Sem ressurgir na fúlgida delícia da emoção peregrina que se encanta no teu olhar…

Hoje,

Pensamento meu mareando

(em silêncio)

Nas ondas vadias e gentis da tua imagem apetecidamente colorida…

Hoje,

Sem escutar o mistério singular e errante da melodia perfumada dos teus gestos,

Aconchegantes

no dia a dia

Em dourada graça e distinção do lamento de rosas mordidas pela dor…

Hoje,

Que te preenches de água-marinha em horas risonhas

(ausentes de lembranças reservadas),

E que juraste de novo por Apolo, por Esculápio, por Hígia e Panaceia,

E que de novo beijaste o verde como um navio cor de esmeralda, em cujo retiro

(belo na sua luz cativante)

Apetecem mil lamparinas de eternas nithingales…

Hoje,

Pelas horas amplas em que a incompreensão

(dormindo de olhar decotado e fluindo com tonalidades turvas)

Se vai ajeitando desdenhosa contra a margem mimosa da tua estrada…

Hoje,

No limiar das coisas universais da beleza e do movimento

Em que voluptuosamente consistes,

Em que se fecham teus olhos respirando secretas e húmidas harmonias,

Em que tuas mãos sorriem, rítmicas e oscilantes, às estrelas…
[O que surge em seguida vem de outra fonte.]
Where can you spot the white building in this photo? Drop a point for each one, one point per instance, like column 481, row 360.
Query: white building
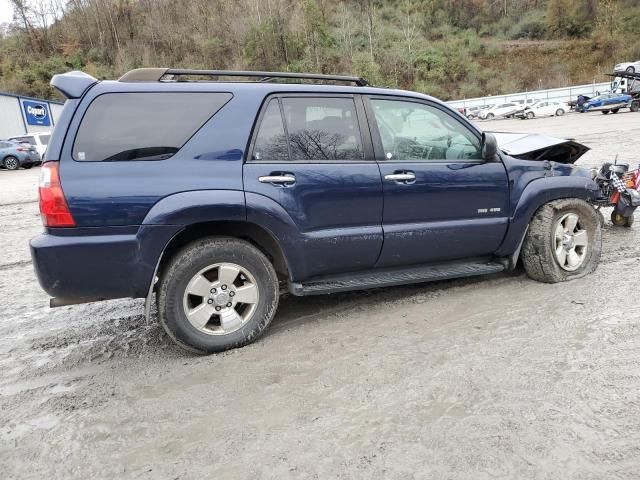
column 20, row 115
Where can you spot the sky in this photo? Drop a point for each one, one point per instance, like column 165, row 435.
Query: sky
column 6, row 12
Em que um apetecido esplendor se desdobra por entre as tuas árvores,

Em que, amante, te estendes à ousadia do desejo,

e bailas

(com teu traje expansivo),

e estremeces

(com a cadência vital da primavera… de onde não te afastas),

e, iludindo rios e marés, beijas e invocas sucessivos beijos

(do lado de lá ao tempo)…

Hoje,

Que das encostas da montanha ouço o sopro erótico no teu aroma de anjo…

Hoje,

Entre duas ondas que se derramaram na praia da tua tez

E te inundaram em laranjais de fulgores sensuais,

Unindo-se em realce no teu corpo descoberto em segredo…

Hoje,

Em que teu decidido abraço de trigo com fragrâncias maternais

Se encontra com a poesia para além da imaginação…

Hoje,

Em que na tua forma de infinita adolescente se dança o balanço

lúbrico,

tenro,

impulsivo

de ardências sublimes…

Como quem só pede uma parcela de infinito

E…

E merece um rosto cantando os areais de um litoral imenso de luar…

Hoje,

Em que a voz distante do mar te envolveu nos seus braços

E te entoou, também ele, canções de embalar

Sim, hoje…

Hoje…

Possuí o teu sorriso.

(DIONÍSIO VILA MAIOR, in "Cântico Atlante", Coimbra, Pé de Página Editores)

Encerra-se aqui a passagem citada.